Ignoring the fact that every key player who racked up a full season in both 2007 and 2008 actually played worse in 2008 - despite great chemistry - let's focus on the ideology behind the chemistry scene. Psychological egoism suggests that human being always act in the way in which is deemed the best act in their self-interest. Even charitable donations have roots in self-interest. Not many folks want a selfish tag thrown upon them, which means that, yes, being a good teammate also involves being the very antithesis of what supposedly makes a teammate bad.
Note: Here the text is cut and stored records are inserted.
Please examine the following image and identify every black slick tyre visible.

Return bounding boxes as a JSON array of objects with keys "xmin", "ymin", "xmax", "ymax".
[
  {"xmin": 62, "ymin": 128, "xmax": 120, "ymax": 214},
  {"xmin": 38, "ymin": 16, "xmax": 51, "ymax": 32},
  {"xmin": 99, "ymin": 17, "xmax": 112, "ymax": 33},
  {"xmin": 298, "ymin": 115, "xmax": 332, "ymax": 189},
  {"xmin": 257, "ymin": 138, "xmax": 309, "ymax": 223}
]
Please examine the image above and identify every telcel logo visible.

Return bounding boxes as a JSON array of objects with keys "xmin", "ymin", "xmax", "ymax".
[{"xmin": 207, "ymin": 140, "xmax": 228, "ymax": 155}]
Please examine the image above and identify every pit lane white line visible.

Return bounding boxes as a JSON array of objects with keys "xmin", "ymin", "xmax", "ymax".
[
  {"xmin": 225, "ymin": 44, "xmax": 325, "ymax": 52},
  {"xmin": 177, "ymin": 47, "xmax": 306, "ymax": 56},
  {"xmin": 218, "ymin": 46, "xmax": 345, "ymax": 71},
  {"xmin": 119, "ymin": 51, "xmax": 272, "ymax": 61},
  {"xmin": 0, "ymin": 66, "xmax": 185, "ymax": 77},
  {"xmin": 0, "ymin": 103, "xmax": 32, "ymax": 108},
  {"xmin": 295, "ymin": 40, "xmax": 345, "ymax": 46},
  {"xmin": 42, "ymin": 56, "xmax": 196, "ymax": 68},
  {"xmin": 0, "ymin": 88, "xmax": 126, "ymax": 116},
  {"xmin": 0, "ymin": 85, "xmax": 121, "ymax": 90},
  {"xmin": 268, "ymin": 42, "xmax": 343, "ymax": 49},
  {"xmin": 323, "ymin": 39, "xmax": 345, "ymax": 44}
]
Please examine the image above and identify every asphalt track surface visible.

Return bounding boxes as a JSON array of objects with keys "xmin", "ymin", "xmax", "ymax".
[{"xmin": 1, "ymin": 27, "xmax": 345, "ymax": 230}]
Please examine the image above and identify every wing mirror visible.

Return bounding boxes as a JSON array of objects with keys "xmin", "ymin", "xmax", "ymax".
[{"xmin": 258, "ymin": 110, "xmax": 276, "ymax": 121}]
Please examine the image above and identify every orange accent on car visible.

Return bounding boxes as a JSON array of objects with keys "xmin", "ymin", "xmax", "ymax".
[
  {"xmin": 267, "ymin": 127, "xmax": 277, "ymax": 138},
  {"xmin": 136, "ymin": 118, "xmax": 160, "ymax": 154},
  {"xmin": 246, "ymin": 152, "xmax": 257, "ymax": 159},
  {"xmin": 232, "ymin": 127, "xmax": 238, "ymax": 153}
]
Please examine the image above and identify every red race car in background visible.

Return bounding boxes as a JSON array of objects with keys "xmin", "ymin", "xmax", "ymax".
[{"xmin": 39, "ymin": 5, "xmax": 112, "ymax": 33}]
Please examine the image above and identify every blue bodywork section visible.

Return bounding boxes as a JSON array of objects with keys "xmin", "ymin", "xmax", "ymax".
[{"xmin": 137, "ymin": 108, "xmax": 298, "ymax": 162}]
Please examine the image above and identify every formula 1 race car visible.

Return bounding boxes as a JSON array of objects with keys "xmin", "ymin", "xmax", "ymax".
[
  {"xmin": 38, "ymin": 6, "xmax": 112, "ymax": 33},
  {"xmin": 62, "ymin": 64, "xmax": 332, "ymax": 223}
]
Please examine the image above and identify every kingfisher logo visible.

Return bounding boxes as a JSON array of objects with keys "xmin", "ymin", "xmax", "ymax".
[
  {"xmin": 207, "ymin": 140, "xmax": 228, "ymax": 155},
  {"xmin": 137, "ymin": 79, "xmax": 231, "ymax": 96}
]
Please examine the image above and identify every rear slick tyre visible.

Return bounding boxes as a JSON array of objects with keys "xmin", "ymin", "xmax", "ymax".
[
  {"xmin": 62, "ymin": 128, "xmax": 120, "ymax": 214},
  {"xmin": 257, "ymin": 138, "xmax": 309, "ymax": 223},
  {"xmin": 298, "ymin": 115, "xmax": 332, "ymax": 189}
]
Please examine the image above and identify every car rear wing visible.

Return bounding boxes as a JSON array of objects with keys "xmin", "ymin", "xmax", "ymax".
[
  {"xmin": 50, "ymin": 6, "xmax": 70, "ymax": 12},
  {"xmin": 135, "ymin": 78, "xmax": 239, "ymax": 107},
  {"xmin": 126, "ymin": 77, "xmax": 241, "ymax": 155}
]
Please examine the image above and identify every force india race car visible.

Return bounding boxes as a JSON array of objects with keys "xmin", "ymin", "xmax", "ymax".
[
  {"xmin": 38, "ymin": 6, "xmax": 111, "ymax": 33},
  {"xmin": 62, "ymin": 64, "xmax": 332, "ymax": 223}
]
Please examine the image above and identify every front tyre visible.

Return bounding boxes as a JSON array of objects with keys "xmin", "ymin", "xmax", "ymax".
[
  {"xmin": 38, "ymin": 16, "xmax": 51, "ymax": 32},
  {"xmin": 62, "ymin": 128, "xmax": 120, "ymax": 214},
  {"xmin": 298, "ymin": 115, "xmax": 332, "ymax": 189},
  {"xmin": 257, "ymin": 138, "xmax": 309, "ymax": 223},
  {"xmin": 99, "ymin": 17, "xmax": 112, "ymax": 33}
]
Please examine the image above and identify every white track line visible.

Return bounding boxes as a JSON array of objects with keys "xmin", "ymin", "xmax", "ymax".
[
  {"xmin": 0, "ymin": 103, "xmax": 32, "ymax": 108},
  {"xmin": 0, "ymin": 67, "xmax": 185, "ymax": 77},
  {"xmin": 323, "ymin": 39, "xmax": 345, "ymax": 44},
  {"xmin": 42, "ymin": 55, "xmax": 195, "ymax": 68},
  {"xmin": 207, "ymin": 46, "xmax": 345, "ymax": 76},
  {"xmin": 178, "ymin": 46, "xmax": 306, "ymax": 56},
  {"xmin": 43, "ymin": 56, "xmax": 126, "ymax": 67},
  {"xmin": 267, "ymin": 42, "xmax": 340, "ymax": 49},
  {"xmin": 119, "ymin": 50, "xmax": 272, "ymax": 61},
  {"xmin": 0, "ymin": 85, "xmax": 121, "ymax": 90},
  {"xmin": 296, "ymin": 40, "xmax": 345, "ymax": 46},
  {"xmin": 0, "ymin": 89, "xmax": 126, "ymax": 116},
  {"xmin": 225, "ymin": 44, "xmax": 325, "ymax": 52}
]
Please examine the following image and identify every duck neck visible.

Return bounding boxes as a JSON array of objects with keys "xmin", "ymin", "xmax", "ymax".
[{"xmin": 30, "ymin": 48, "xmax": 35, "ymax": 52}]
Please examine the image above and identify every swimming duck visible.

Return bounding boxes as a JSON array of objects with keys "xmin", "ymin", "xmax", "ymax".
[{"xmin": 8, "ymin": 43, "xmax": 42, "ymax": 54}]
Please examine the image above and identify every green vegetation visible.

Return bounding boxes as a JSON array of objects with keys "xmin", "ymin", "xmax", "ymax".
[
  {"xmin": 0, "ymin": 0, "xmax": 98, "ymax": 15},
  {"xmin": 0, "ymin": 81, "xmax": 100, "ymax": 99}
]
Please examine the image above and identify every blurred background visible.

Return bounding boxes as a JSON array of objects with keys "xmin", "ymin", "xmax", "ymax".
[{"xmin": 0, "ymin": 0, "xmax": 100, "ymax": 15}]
Ignoring the concentric circles aspect of player-to-player relationships, let's focus on something that really irks me: the concept that every baseball player is incompetent and incapable of making his own decisions. For instance, take Matt Bush's presence in a minor league clubhouse. Pretend that Bush is a horrible human being, one with blasphemous moral and ethical views, and one who belongs on a desert island. Not a single player on the same roster should follow Bush. Not if they have their best interests in mind. And if their best interest involves following Bush to go tip cows or whatever, then no amount of ‘veteran leadership' or ‘experience' was going to help them.

Analysts who use quantitative analysis are often accused of forgetting that the players are human, yet they aren't the only ones who, at times, treat the most basic human qualities as ghosts.